Self-Harm vs. Authenticity

*Trigger warning: Self-harm*

 

 

Well, it’s time for me to out myself. I’ll do it AA style: Hello, my name is ____ and I am a self-harmer.

And I am working on recovery.

It’s difficult to admit to the f*cked up things I’ve felt or thought in my life. But I know now that hurting myself will not make things better for me. Maybe in the short term, but after that, people will just go back to living their own lives.

After a recent journey of self-discovery, I came to the realization that I hurt myself because I deeply want someone to notice me. Most of the time, I feel invisible. Unwanted, boring, the last person someone calls when they are looking for a good time. In my depressed mind, I convince myself that if I have a broken foot or a bruised and bloodied hand or a scar on my face, I will be more beautiful and, ultimately, more seen. To those of you who don’t struggle with mental health, I know you don’t understand. It’s a difficult thing to understand. Hell, sometimes I don’t even understand it. But my head does a great job of twisting the truth into lies that are nearly impossible to recognize. If it acts like a duck and it quacks like a duck, it must be a f*cking duck, right? Not in my head. I’m still learning that just because there’s a part of me that wants to beat myself senseless, doesn’t mean doing that is actually effective. Which is why I decided to write this post.

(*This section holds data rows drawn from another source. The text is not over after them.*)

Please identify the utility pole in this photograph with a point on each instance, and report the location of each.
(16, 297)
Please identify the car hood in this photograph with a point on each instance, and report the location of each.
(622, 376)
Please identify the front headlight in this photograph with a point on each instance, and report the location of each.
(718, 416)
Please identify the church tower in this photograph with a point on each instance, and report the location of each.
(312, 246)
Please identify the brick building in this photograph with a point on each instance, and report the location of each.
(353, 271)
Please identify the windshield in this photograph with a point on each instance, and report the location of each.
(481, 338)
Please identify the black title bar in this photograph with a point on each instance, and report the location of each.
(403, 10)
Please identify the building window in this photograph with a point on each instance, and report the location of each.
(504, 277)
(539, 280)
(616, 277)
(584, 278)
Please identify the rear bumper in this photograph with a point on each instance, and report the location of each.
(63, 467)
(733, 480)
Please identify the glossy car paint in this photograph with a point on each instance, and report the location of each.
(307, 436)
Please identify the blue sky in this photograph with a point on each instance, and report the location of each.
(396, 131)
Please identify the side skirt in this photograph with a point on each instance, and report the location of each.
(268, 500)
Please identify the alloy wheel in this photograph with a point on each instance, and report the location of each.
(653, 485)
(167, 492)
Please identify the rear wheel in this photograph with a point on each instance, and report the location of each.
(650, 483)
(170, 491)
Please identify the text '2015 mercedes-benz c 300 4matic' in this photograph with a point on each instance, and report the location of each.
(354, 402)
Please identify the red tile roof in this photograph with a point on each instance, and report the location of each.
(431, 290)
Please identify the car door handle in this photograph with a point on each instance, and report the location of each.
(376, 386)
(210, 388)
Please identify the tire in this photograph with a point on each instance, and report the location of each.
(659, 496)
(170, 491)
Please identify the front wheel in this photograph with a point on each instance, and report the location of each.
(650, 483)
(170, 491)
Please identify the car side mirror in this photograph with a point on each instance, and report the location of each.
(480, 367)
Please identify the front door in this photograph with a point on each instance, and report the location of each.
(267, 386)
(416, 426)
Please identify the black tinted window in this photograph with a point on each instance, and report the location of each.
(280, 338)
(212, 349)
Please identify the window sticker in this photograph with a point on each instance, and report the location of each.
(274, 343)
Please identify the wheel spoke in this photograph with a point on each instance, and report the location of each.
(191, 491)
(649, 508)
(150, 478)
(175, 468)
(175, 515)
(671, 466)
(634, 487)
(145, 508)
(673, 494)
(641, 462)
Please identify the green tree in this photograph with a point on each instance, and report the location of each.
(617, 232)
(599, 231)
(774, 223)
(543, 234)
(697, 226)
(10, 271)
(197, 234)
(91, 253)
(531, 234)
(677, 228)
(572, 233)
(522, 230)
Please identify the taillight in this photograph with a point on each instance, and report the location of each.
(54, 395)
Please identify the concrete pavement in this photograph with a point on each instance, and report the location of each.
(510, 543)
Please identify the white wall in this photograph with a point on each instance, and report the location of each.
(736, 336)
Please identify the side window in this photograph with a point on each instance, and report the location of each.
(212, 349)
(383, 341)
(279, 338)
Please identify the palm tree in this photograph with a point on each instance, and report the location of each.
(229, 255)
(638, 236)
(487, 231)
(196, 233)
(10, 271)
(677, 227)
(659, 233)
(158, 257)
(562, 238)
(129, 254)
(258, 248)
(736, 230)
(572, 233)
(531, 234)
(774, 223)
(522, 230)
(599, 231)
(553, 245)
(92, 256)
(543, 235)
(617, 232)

Earlier today, someone asked me if there was something that I’ve been wanting to blog about but have been too scared to write. Well, yes. There always is. But this one in particular is a big one. And I need to out Sasha. Because posting this will last a hell of a lot longer than any bruise or cut I could give myself. And maybe this way, I can stop being afraid and start being more authentic.

I don’t know if I’ll ever know or believe what it’s like to feel needed or wanted. Hopefully I will. But what I do know is that hurting myself will not get me the attention I desire. It won’t give me the love and connection I crave.

Earlier tonight I was having a tough time. We went on a meal outing in program, and I came really close to not showing up at all. I sat in the parking lot of the restaurant for a long time, crying, not understanding why I couldn’t just get up and go inside. Eventually, with the help of my therapist, I wiped my tears, pulled my hair up, and got out of my car. As soon as I walked in the restaurant I wished I had gone home. I felt all eyes on me. But I sat down at the end of table with everyone and stared at my hands, forcing my tears to retract back into my eyes. Within a few minutes I had a meal sitting in front of me, and I still hadn’t looked up from my lap. The conversation continued as it had before I was there, and I sat waiting for it to be over. But then, something happened.

I saw my friend stand up from her seat on the opposite end of the table and make her way towards me. I wondered if she was going to walk out the door like I wanted to, but she didn’t. She pulled out the chair across from me and sat down. I had been isolating myself. As much as I want people to see me, I want them to see the me that I want to present. Not the snotty, pale, broken me. And yet, here she was. Looking me in the eye. Asking me if I was ok. Willing to make that connection. And suddenly, I knew I could share myself with her, pain and all.

You see, even if I hate admitting it, I recognize that the attention I seek comes with authenticity. I can’t expect people to see me if I hide the parts of myself that I don’t like or am uncomfortable with. So, instead of creating the wrong kind of attraction by hurting myself, I’m publishing this post.

I don’t want this post to be misconstrued. I’m not looking for your pity, and I am certainly not begging for attention. What I crave isn’t superficial. I long for deep human connection. And I know that some of you reading this don’t know me very well, and I don’t want you to feel obligated to reach out to me. I’m doing fine. Just ask my therapist.